“It is an old tradition of the Welsh bards,” wrote the Romantic poet Felicia Hemans, “that on the summit of the mountain Cader Idris is an excavation resembling a couch; and that whoever should pass a night in that hollow, would be found in the morning either dead, in a state of frenzy, or endowed with the highest poetical inspiration.” Fragments of her poem “The Rock of Cader Idris” run through the title track of the Scottish harpist Rachel Newton’s new album as the music pulses like a dark Welsh night.
Newton has been so much in demand as a harpist with, variously, The Shee, Spell Songs and Karine Polwart — not to mention her own solo career which includes the excellent Here’s My Heart Come Take It — that it was unlikely lockdown would slow her down. She retreated to her wardrobe to record this new album dealing, broadly, with the experience of women in traditional song.
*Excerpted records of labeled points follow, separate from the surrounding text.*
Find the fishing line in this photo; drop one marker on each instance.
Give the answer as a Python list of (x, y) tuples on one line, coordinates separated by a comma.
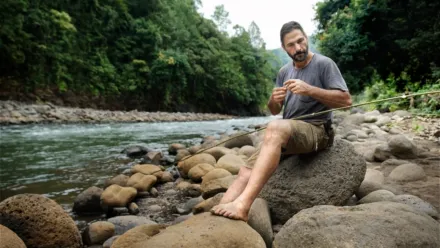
[(316, 114)]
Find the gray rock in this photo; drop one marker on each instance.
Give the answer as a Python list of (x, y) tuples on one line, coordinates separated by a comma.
[(407, 173), (418, 204), (380, 224), (259, 220), (377, 196), (125, 223), (328, 177), (401, 147), (88, 202)]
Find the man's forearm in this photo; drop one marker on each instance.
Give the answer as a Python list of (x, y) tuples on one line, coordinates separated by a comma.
[(275, 108), (331, 98)]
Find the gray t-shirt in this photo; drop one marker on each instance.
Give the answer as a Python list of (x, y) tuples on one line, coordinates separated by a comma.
[(320, 72)]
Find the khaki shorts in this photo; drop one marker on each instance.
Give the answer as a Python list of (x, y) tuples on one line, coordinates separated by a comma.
[(305, 138)]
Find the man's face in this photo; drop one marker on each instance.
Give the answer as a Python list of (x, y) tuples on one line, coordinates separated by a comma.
[(296, 46)]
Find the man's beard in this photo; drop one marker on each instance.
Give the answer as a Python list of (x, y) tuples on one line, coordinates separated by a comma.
[(300, 56)]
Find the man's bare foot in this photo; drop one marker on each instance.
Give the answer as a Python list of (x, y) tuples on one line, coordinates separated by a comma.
[(232, 210)]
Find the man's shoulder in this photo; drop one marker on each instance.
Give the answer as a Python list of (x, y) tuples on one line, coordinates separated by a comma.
[(323, 60), (285, 68)]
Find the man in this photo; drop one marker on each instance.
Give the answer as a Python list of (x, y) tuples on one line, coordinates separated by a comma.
[(311, 83)]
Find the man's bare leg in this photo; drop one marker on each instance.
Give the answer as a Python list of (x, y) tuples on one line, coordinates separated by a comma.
[(277, 134), (237, 186)]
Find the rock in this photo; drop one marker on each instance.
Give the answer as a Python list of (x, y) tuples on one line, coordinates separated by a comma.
[(231, 163), (374, 176), (166, 177), (39, 221), (98, 232), (88, 202), (380, 224), (215, 174), (382, 153), (377, 196), (401, 147), (142, 182), (9, 239), (146, 169), (194, 149), (109, 242), (206, 205), (133, 208), (247, 151), (259, 220), (120, 180), (219, 151), (383, 120), (172, 149), (197, 172), (328, 177), (136, 235), (205, 230), (135, 151), (117, 196), (216, 186), (407, 173), (153, 157), (186, 165), (388, 165), (189, 205), (125, 223), (182, 153), (238, 141), (418, 204)]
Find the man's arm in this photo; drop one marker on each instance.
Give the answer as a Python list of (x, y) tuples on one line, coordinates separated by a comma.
[(331, 98)]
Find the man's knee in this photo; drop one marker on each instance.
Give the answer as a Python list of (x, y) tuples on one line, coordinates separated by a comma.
[(278, 129)]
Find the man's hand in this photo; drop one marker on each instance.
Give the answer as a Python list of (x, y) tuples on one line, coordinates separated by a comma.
[(299, 87), (278, 94)]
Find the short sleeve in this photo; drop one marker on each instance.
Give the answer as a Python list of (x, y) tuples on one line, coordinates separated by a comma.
[(332, 77)]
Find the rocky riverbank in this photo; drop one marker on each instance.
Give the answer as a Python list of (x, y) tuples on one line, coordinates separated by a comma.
[(19, 113), (382, 174)]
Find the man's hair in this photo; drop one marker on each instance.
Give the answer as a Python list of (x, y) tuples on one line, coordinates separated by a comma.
[(289, 27)]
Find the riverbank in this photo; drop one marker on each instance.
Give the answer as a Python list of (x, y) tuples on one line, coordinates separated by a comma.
[(13, 113)]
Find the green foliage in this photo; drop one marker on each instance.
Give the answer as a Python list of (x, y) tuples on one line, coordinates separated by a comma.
[(149, 55), (379, 38)]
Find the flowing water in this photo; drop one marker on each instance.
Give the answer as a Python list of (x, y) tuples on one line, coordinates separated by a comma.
[(60, 161)]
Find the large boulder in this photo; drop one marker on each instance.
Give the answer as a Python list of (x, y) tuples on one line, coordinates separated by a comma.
[(208, 231), (39, 222), (379, 224), (8, 239), (88, 201), (329, 177)]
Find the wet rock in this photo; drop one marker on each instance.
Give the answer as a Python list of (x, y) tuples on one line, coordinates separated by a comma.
[(88, 202), (197, 172), (135, 151), (205, 230), (9, 239), (39, 221), (389, 224), (329, 177), (125, 223), (172, 149), (98, 232), (117, 196), (120, 180), (407, 173), (377, 196)]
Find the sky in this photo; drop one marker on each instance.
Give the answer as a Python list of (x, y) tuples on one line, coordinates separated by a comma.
[(269, 15)]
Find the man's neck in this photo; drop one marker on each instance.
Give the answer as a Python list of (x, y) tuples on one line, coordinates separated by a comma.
[(300, 65)]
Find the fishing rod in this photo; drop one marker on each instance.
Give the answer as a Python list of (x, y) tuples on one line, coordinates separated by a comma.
[(316, 114)]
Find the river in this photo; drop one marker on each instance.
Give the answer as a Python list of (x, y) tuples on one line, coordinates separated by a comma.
[(60, 161)]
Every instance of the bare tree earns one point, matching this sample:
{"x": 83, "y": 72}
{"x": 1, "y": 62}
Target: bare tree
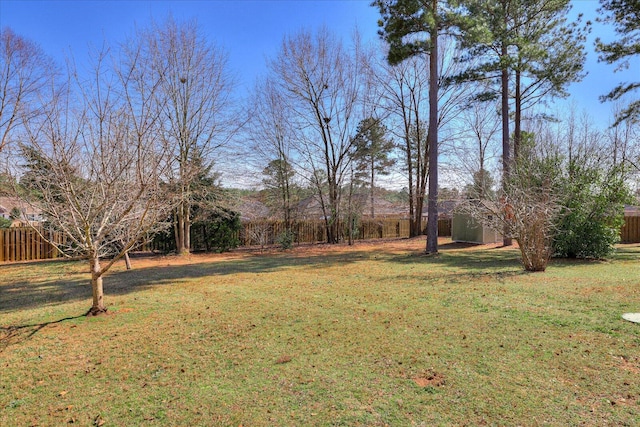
{"x": 194, "y": 92}
{"x": 93, "y": 166}
{"x": 324, "y": 86}
{"x": 25, "y": 73}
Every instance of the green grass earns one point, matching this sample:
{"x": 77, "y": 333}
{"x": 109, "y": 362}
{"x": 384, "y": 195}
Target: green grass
{"x": 337, "y": 336}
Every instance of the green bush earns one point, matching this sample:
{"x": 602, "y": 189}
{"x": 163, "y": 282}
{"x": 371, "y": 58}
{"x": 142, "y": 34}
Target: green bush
{"x": 285, "y": 239}
{"x": 593, "y": 213}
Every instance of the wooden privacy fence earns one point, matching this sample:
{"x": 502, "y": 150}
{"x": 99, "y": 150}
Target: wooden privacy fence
{"x": 26, "y": 244}
{"x": 630, "y": 232}
{"x": 266, "y": 232}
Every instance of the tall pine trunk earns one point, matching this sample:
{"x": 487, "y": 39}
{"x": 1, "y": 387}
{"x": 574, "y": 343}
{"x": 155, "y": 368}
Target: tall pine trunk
{"x": 506, "y": 146}
{"x": 432, "y": 140}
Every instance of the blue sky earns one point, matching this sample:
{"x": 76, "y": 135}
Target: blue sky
{"x": 250, "y": 31}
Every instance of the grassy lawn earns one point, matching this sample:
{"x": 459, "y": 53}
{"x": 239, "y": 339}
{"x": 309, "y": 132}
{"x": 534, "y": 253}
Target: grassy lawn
{"x": 360, "y": 336}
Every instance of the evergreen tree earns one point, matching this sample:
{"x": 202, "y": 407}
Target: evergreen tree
{"x": 625, "y": 17}
{"x": 371, "y": 156}
{"x": 530, "y": 41}
{"x": 412, "y": 27}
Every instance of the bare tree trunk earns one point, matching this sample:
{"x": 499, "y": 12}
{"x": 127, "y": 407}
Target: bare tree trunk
{"x": 517, "y": 132}
{"x": 506, "y": 146}
{"x": 373, "y": 168}
{"x": 127, "y": 260}
{"x": 98, "y": 306}
{"x": 432, "y": 140}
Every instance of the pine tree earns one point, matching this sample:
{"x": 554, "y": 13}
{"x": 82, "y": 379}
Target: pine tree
{"x": 625, "y": 17}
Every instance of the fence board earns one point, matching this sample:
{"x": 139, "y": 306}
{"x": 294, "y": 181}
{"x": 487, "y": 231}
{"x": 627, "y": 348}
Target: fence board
{"x": 26, "y": 244}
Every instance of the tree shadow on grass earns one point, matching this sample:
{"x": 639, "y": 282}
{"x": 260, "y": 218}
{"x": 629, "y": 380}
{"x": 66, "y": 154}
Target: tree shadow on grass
{"x": 21, "y": 294}
{"x": 14, "y": 334}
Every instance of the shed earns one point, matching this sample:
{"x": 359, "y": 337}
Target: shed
{"x": 464, "y": 228}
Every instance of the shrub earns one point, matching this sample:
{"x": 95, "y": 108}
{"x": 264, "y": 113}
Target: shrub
{"x": 285, "y": 239}
{"x": 593, "y": 213}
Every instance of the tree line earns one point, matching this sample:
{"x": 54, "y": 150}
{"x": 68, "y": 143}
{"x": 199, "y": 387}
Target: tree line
{"x": 132, "y": 143}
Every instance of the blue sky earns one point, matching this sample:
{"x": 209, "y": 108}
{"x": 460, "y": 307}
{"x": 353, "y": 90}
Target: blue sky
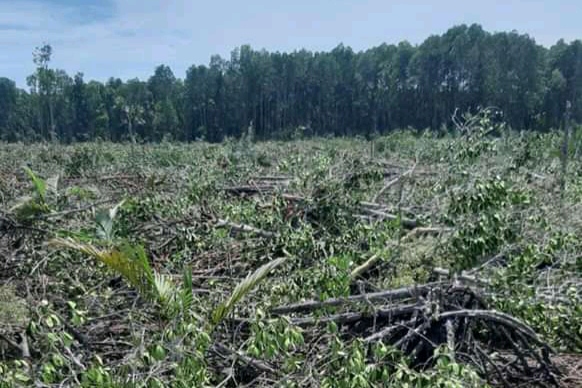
{"x": 128, "y": 38}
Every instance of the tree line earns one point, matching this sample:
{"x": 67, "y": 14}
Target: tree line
{"x": 340, "y": 92}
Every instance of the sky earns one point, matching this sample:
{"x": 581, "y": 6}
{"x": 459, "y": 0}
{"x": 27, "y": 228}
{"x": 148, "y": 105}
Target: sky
{"x": 129, "y": 38}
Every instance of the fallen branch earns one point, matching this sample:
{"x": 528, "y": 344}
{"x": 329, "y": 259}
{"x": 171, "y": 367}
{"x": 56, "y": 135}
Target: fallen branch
{"x": 397, "y": 294}
{"x": 393, "y": 182}
{"x": 406, "y": 222}
{"x": 244, "y": 228}
{"x": 259, "y": 365}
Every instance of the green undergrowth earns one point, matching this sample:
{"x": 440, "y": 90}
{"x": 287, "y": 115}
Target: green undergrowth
{"x": 140, "y": 289}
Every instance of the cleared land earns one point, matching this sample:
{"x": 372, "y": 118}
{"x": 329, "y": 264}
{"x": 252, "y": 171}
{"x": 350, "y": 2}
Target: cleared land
{"x": 409, "y": 259}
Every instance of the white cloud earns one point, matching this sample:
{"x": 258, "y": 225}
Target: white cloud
{"x": 140, "y": 34}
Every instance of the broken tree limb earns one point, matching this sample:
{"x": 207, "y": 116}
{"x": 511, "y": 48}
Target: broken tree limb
{"x": 408, "y": 223}
{"x": 244, "y": 228}
{"x": 393, "y": 182}
{"x": 254, "y": 363}
{"x": 349, "y": 317}
{"x": 462, "y": 276}
{"x": 397, "y": 294}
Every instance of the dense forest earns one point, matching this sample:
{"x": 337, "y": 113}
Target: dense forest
{"x": 340, "y": 92}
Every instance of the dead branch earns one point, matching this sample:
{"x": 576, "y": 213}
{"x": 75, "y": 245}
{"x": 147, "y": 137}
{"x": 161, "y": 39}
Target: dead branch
{"x": 244, "y": 228}
{"x": 397, "y": 294}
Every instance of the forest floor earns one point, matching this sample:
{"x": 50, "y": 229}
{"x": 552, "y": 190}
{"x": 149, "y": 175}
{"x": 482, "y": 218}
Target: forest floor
{"x": 409, "y": 260}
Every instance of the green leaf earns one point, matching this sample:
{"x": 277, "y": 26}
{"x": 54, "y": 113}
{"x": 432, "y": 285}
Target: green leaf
{"x": 243, "y": 288}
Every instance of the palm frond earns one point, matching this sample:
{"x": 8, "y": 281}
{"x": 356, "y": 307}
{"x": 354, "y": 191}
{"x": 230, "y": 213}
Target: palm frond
{"x": 243, "y": 288}
{"x": 40, "y": 185}
{"x": 129, "y": 261}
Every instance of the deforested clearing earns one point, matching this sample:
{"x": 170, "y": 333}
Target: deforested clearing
{"x": 412, "y": 259}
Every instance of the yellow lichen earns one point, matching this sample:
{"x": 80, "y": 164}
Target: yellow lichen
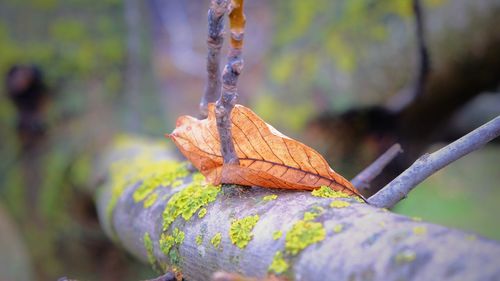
{"x": 327, "y": 192}
{"x": 303, "y": 234}
{"x": 216, "y": 240}
{"x": 156, "y": 174}
{"x": 270, "y": 197}
{"x": 277, "y": 234}
{"x": 279, "y": 265}
{"x": 309, "y": 216}
{"x": 202, "y": 212}
{"x": 241, "y": 230}
{"x": 420, "y": 230}
{"x": 189, "y": 200}
{"x": 199, "y": 239}
{"x": 339, "y": 204}
{"x": 338, "y": 228}
{"x": 176, "y": 183}
{"x": 143, "y": 168}
{"x": 168, "y": 241}
{"x": 148, "y": 245}
{"x": 150, "y": 200}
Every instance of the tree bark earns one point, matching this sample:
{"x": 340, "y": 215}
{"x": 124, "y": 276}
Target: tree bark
{"x": 320, "y": 240}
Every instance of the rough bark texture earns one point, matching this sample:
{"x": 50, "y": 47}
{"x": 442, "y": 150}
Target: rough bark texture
{"x": 214, "y": 42}
{"x": 351, "y": 241}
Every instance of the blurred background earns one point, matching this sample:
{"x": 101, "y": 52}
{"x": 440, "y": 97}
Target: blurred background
{"x": 347, "y": 77}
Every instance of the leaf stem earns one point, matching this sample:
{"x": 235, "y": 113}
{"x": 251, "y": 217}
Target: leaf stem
{"x": 363, "y": 179}
{"x": 230, "y": 75}
{"x": 214, "y": 41}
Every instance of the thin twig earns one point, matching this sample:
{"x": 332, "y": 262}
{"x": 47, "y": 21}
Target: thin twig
{"x": 230, "y": 75}
{"x": 422, "y": 51}
{"x": 215, "y": 39}
{"x": 363, "y": 179}
{"x": 428, "y": 164}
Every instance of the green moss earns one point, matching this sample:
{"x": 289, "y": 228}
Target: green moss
{"x": 156, "y": 174}
{"x": 303, "y": 234}
{"x": 143, "y": 168}
{"x": 148, "y": 245}
{"x": 339, "y": 204}
{"x": 241, "y": 230}
{"x": 279, "y": 265}
{"x": 150, "y": 200}
{"x": 327, "y": 192}
{"x": 270, "y": 197}
{"x": 202, "y": 212}
{"x": 168, "y": 241}
{"x": 277, "y": 234}
{"x": 216, "y": 240}
{"x": 338, "y": 228}
{"x": 199, "y": 239}
{"x": 186, "y": 202}
{"x": 406, "y": 256}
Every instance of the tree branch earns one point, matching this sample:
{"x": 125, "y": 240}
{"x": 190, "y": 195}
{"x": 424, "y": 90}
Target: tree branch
{"x": 230, "y": 75}
{"x": 199, "y": 229}
{"x": 422, "y": 51}
{"x": 428, "y": 164}
{"x": 363, "y": 179}
{"x": 215, "y": 39}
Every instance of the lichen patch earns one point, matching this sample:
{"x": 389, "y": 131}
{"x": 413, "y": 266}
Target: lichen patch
{"x": 241, "y": 230}
{"x": 278, "y": 265}
{"x": 303, "y": 234}
{"x": 189, "y": 200}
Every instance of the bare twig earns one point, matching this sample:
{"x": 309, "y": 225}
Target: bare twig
{"x": 422, "y": 51}
{"x": 363, "y": 179}
{"x": 428, "y": 164}
{"x": 215, "y": 39}
{"x": 230, "y": 75}
{"x": 409, "y": 94}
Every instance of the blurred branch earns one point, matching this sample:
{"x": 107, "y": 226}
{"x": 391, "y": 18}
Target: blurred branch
{"x": 230, "y": 75}
{"x": 175, "y": 21}
{"x": 422, "y": 51}
{"x": 428, "y": 164}
{"x": 363, "y": 179}
{"x": 215, "y": 39}
{"x": 409, "y": 95}
{"x": 132, "y": 70}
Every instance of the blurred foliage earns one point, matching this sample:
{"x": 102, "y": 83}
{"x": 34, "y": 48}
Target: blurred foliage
{"x": 80, "y": 47}
{"x": 317, "y": 48}
{"x": 462, "y": 195}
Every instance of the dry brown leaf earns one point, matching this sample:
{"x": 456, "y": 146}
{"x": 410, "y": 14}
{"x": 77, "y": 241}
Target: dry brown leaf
{"x": 267, "y": 157}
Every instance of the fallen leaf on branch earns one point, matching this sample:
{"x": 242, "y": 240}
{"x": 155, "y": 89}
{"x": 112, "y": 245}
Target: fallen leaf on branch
{"x": 267, "y": 157}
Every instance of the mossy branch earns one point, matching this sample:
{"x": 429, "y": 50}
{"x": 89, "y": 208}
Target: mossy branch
{"x": 197, "y": 230}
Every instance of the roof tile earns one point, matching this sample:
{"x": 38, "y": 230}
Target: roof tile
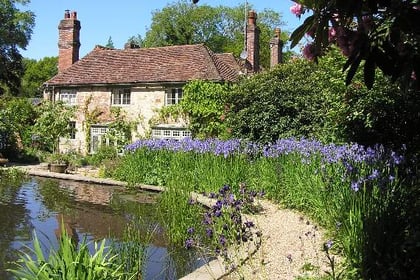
{"x": 149, "y": 65}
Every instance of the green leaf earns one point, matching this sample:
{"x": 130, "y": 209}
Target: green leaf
{"x": 369, "y": 72}
{"x": 353, "y": 69}
{"x": 299, "y": 32}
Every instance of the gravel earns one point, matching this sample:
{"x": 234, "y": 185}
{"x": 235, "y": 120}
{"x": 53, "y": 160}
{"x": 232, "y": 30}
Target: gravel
{"x": 291, "y": 247}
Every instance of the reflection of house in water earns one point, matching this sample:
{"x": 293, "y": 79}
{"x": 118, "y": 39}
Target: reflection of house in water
{"x": 95, "y": 194}
{"x": 91, "y": 213}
Besides Hemans, other poets from the 18th and 19th centuries are reworked: Susan Coolidge, Anne Hunter, and the songwriter Carolina Oliphant (Lady Nairne), who preserved her anonymity throughout her life and revealed her authorship only to other women. The melodies to which Newton sets their words dovetail with the older tunes of “Maid By the Shore” and “Two Sisters”: “I’ll be true to my love”, she sings in a murmur on the latter, “if my love will be true to me . . . ” “The Early Morning”, a version of “False-Hearted Knight”, simmers with triumphant viola arpeggios as its heroine outwits a murderer. The waulking song “Chaidil Mi A-Raoir Air An Airigh”, a tale of a woman harassed while longing for her lover, rattles along with a drum rhythm like the slapping of tweed and a repeated Gaelic refrain that rises out of the harp patterns.
The quality of the recording, bright and clean, belies its homemade creation. Contributions from the other musicians, including Lauren MacColl on violin and viola and Mikey Owers on a range of brass instruments — notably an underwash of bass trombone — betray no hint of being patched in after the event. MacColl duets with Newton on the improvised “I Will Go”, her violin phrases answered by Newton’s harp; the counterpoint improvisation, “Life and Light”, sees Owers set out an argument on the flugelhorn that is curtailed just before it reaches a conclusion.